Ese contexto de demanda acotada se refleja también en los niveles de actividad del sector. El Indicador Sintético de la Actividad de la Construcción (ISAC), que el INDEC elabora mensualmente a partir del consumo aparente de los principales insumos utilizados en obras privadas y públicas, permite leer con mayor precisión qué está pasando adentro del sector: no solo cuánto produce sino, cuando se lo desagrega, qué tipo de obras están traccionando esa producción.
ISAC
Gráfico 2
En junio de 2026, el ISAC registró una suba de 4,0% respecto a igual mes del año anterior. El acumulado del primer semestre de 2026 muestra un incremento de 2,8% respecto al mismo período de 2025. Sin embargo, la lectura más relevante no está en la variación interanual sino en el comportamiento de la serie desestacionalizada, que cayó 4,1% respecto a mayo, revirtiendo la totalidad de la suba registrada el mes anterior. La tendencia-ciclo registró una variación negativa de 0,1%, la primera en varios meses.
Lo que estos datos muestran en conjunto es un sector que oscila dentro de un rango deprimido sin lograr salir de él. Para dimensionar ese piso: el ISAC de junio de 2026 se ubica en 145,9 puntos, un 23,8% por debajo del valor registrado en junio de 2023, cuando el índice alcanzaba 191,4 puntos. La variación interanual positiva que muestra el dato de este mes se explica en parte porque se compara contra un período de fuerte contracción, no porque el nivel actual sea alto en perspectiva histórica.
LO QUE DICEN LOS INSUMOS
Cuando se desagrega el ISAC por tipo de insumo, aparece una distinción que permite precisar qué tipo de actividad está ocurriendo dentro del sector.
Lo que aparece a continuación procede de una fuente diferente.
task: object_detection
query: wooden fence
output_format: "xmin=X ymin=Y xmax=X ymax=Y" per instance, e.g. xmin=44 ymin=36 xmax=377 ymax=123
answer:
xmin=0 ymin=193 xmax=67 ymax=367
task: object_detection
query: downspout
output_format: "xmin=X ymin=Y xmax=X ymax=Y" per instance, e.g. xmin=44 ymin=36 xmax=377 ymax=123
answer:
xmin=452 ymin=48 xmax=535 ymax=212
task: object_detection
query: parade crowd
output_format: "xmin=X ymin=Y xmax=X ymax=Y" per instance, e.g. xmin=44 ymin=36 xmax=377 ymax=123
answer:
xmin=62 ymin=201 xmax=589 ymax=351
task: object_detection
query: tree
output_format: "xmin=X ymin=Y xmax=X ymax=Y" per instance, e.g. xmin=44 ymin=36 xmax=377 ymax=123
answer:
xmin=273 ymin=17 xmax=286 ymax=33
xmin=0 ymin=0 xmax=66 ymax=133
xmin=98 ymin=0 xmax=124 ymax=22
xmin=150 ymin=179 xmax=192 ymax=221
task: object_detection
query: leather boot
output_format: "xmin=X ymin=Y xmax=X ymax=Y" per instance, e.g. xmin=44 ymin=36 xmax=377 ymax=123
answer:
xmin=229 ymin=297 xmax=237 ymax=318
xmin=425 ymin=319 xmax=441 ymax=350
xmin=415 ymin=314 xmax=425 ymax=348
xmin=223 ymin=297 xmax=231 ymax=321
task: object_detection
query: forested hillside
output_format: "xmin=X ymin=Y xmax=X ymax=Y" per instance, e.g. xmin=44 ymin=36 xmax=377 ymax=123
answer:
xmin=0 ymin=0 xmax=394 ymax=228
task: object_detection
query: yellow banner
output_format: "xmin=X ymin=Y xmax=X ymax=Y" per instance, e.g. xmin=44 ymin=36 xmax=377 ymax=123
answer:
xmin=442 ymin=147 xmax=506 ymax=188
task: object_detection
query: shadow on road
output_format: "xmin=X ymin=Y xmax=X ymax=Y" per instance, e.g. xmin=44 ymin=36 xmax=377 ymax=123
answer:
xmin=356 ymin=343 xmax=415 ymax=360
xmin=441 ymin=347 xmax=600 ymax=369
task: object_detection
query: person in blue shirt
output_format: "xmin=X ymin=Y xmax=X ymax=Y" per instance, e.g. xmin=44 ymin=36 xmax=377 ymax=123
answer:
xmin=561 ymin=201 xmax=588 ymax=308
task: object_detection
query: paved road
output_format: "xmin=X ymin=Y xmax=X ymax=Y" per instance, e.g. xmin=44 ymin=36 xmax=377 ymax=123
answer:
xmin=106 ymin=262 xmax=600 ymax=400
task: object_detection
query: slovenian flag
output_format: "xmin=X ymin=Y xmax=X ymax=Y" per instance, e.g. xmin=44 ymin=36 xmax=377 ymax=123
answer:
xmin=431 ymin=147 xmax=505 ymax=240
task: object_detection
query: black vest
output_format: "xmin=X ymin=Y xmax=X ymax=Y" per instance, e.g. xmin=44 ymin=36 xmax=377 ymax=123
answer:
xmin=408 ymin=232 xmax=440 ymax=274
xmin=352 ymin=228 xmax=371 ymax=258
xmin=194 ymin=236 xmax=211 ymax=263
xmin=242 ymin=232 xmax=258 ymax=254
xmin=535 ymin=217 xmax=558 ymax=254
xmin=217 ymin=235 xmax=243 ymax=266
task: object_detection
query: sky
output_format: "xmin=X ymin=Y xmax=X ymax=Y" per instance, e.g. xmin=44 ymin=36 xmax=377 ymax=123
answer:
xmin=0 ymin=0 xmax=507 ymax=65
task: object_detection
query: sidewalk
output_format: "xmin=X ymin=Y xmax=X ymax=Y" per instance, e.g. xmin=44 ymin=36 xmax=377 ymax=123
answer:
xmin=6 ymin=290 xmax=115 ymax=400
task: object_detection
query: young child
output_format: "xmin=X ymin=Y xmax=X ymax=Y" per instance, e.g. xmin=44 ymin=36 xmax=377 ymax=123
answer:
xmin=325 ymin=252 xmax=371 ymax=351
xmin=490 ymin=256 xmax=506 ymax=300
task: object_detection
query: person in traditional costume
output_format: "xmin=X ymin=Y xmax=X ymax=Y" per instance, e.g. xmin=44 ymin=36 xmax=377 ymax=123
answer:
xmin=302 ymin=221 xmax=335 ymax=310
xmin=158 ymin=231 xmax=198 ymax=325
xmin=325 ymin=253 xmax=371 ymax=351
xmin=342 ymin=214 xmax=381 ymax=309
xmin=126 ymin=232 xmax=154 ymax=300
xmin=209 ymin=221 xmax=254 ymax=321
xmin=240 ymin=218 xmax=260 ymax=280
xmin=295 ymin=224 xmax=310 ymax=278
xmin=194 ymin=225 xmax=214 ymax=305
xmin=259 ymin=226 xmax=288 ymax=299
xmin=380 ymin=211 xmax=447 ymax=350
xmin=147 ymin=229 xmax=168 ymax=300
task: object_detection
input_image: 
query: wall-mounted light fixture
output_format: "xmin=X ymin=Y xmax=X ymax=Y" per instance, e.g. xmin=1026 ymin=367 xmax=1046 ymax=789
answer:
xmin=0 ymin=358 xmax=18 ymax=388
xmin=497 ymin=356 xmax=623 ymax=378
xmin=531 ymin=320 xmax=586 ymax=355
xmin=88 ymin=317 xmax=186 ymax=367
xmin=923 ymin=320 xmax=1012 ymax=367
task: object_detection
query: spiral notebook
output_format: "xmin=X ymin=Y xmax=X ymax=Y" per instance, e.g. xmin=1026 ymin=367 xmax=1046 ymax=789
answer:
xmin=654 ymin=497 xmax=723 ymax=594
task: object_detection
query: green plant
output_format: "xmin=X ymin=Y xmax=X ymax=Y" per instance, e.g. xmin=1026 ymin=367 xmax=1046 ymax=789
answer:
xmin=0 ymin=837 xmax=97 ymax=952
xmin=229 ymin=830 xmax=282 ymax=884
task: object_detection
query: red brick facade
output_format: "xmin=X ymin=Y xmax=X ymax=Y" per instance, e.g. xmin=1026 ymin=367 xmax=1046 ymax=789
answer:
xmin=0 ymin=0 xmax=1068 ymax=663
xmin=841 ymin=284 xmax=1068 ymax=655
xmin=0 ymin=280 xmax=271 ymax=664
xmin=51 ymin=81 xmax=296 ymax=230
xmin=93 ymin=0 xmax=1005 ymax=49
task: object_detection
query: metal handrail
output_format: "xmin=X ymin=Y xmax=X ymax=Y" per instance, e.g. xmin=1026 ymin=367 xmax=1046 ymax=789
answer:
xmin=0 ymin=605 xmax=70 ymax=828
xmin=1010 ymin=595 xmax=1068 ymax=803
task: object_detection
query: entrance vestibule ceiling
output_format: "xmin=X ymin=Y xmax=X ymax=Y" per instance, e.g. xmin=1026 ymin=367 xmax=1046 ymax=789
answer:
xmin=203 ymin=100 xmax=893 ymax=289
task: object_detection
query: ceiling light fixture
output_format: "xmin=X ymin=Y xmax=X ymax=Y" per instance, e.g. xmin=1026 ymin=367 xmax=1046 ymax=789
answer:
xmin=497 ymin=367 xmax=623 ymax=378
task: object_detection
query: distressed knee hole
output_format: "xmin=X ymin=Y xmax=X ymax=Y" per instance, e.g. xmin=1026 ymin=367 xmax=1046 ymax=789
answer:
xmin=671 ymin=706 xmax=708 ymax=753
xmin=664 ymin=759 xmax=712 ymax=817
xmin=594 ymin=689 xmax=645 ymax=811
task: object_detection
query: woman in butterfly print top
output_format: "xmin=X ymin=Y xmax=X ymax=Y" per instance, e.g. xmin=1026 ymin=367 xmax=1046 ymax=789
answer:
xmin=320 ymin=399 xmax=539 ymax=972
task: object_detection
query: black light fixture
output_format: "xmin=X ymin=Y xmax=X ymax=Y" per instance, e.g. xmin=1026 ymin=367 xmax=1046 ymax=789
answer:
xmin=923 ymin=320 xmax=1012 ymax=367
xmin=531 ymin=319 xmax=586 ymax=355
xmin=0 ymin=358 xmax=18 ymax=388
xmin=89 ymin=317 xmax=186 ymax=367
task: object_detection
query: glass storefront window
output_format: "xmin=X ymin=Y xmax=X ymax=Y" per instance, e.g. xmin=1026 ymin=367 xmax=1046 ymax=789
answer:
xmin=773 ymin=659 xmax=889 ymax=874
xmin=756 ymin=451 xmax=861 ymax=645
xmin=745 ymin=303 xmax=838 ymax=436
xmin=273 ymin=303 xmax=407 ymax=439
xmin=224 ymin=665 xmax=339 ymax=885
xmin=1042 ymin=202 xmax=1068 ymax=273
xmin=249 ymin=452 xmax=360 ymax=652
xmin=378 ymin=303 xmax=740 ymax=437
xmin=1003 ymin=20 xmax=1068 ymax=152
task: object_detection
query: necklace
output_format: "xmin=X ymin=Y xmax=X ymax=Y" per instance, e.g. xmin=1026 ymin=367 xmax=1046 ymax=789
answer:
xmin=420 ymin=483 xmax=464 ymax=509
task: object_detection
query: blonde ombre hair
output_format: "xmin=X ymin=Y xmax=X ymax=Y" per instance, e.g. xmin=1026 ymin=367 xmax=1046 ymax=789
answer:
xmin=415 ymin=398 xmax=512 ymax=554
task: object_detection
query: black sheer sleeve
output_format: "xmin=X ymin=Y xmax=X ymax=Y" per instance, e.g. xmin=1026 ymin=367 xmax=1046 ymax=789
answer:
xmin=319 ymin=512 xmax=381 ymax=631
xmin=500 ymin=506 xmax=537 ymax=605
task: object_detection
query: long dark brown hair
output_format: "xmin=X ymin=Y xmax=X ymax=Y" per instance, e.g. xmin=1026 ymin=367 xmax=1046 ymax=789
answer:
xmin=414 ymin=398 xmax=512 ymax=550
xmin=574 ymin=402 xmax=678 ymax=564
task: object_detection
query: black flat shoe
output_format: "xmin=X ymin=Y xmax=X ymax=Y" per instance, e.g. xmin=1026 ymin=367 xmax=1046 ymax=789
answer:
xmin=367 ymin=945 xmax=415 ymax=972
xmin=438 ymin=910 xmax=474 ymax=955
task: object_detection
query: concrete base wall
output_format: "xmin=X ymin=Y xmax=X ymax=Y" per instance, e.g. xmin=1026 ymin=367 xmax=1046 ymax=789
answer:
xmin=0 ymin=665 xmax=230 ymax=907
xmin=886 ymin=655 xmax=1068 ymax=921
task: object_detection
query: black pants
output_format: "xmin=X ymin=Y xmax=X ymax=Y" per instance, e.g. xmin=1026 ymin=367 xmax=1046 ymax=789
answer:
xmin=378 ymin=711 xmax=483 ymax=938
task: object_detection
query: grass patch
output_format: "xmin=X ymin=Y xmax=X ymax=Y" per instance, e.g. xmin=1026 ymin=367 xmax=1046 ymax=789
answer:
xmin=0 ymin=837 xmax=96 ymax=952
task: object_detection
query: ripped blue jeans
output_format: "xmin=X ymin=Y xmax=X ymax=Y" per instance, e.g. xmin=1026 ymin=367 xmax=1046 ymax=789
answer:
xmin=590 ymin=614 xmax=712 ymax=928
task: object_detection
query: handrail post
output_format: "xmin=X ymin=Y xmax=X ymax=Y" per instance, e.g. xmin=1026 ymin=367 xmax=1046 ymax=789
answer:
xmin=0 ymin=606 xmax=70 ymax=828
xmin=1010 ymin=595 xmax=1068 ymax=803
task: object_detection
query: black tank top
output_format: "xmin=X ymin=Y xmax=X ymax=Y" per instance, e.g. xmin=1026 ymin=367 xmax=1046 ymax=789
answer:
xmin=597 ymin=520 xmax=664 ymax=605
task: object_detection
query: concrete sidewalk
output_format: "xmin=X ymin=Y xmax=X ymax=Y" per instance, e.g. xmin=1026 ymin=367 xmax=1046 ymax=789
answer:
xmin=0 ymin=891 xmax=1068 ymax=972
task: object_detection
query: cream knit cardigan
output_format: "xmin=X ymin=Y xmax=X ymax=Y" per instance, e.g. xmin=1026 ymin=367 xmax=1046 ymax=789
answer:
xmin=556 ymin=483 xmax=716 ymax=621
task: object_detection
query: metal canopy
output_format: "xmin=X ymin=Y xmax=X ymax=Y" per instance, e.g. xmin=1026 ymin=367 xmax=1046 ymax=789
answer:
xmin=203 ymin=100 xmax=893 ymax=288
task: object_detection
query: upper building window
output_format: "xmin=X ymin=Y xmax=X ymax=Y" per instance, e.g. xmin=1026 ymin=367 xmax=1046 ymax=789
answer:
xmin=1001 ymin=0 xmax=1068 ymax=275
En junio de 2026, los materiales de terminación y equipamiento registraron subas interanuales significativas: grifería, tubos y vidrio subió 30,8%; artículos sanitarios de cerámica, 10,7%; placas de yeso, 10,5%; y ladrillos huecos, 7,1%. En el otro extremo, los insumos más vinculados a obra gruesa, estructura e infraestructura mostraron caídas: asfalto bajó 17,1% interanual, mosaicos graníticos y calcáreos 13,6%, pisos y revestimientos cerámicos 3,4%, hormigón elaborado 2,0% y cemento portland 1,2%.
Esa divergencia entre insumos sugiere que lo que está traccionando el sector se orienta hacia la refacción y el equipamiento de unidades existentes más que hacia la construcción de obra nueva. Los materiales que suben son los que se colocan en etapas finales de una obra o en intervenciones sobre lo construido. Los que caen son los que se consumen en etapas iniciales: estructura, losas, pavimentación. La contracción de la obra pública, que históricamente demanda asfalto, hormigón e infraestructura vial, contribuye a explicar una parte de ese comportamiento. La obra privada nueva, por su parte, tampoco genera la demanda suficiente para compensar esa ausencia.
El despacho de cemento de julio de 2026, disponible con un mes de rezago respecto al último dato del ISAC y por lo tanto no directamente comparable, aporta una señal consistente con esta lectura: 817.528 toneladas despachadas, con una caída del 8,2% respecto a julio de 2025. El cemento, insumo central en las etapas iniciales de cualquier obra, sigue sin mostrar la recuperación que esperaría verse si la construcción nueva estuviera reactivándose.
El conjunto de los indicadores dibuja un sector que no está paralizado pero que tampoco está construyendo en el sentido pleno de la palabra. El costo del metro cuadrado se mantiene estable, el ISAC oscila sin consolidar una tendencia ascendente y los insumos que más se consumen son los de terminación, no los de obra nueva. Lo que el sector muestra, mirado en conjunto, es una demanda que cambió de forma: se refacciona, se equipa, se interviene sobre lo existente. La pregunta que queda abierta es cuándo y con qué condiciones vuelve la obra nueva, que es la que los números todavía no muestran.